Aouar en rééducation à Aspetar

L’absence de Houssem Aouar de la Coupe d’Afrique des nations en cours ne relève ni d’un caprice ni d’un différend interne. Elle s’inscrit dans une démarche de précaution médicale assumée par l’encadrement de la sélection nationale, soucieux de préserver l’intégrité physique du milieu de terrain algérien sur le moyen et le long terme. Touché physiquement avant le début de la compétition, le joueur a été orienté vers le centre Aspetar de Doha. Il y a entamé un protocole de soins et de rééducation individualisé, destiné à lui permettre un retour progressif à la compétition sans compromettre la suite de sa saison. Malgré la clarté de la situation, plusieurs interprétations ont émergé ces derniers jours, évoquant un retrait volontaire du joueur ou un malaise interne lié à son statut. Des affirmations rapidement démenties par la réalité des faits. La présence effective d’Aouar à Aspetar, sous supervision médicale, constitue à elle seule un élément tangible mettant fin aux spéculations.

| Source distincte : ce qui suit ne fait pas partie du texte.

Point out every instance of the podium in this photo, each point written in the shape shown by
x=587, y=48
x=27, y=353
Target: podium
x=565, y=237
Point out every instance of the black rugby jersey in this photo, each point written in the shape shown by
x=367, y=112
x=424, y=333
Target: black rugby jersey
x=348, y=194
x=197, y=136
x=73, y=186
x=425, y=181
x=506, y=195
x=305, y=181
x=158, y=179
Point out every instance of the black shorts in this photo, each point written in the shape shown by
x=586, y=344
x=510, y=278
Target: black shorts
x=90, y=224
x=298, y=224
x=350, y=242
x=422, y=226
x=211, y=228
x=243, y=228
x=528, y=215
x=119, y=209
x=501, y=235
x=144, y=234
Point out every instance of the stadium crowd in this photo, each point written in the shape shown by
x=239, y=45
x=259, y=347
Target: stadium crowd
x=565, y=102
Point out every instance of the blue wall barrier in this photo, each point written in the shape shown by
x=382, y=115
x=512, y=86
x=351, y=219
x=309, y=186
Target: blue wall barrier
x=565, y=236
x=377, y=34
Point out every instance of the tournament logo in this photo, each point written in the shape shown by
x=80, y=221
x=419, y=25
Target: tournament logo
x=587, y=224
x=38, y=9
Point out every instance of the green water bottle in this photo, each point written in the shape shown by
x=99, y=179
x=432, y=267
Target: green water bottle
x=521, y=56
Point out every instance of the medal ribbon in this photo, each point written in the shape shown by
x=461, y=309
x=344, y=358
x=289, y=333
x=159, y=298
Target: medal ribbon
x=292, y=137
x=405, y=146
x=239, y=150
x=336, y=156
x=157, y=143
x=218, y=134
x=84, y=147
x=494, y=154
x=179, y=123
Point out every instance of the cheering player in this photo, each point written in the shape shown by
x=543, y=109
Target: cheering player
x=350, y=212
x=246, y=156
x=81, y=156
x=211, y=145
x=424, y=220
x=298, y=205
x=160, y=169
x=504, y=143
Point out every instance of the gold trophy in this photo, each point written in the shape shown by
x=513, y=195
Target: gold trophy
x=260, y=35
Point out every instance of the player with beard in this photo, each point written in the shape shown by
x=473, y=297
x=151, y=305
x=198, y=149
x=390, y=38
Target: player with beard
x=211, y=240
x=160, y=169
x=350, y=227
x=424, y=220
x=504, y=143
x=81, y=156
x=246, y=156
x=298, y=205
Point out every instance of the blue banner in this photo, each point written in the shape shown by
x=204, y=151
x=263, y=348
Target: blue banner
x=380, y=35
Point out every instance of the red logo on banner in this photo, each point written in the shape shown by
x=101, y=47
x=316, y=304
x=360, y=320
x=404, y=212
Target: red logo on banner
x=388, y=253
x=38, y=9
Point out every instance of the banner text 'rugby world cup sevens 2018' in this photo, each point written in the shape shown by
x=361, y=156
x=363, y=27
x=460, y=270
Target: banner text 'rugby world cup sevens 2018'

En optant pour une prise en charge spécialisée plutôt qu’un retour précipité à la compétition, les responsables de la sélection nationale ont privilégié une gestion responsable du capital physique du joueur. Une décision d’autant plus pertinente que la saison s’annonce dense et exigeante, tant sur le plan national qu’international. Ce dossier rappelle, une fois encore, la nécessité de distinguer les choix médicaux des lectures émotionnelles ou opportunistes. À l’heure où la sélection algérienne poursuit son parcours continental, le cas Aouar illustre une approche mesurée, fondée sur l’anticipation et la protection des joueurs, au service de l’intérêt collectif.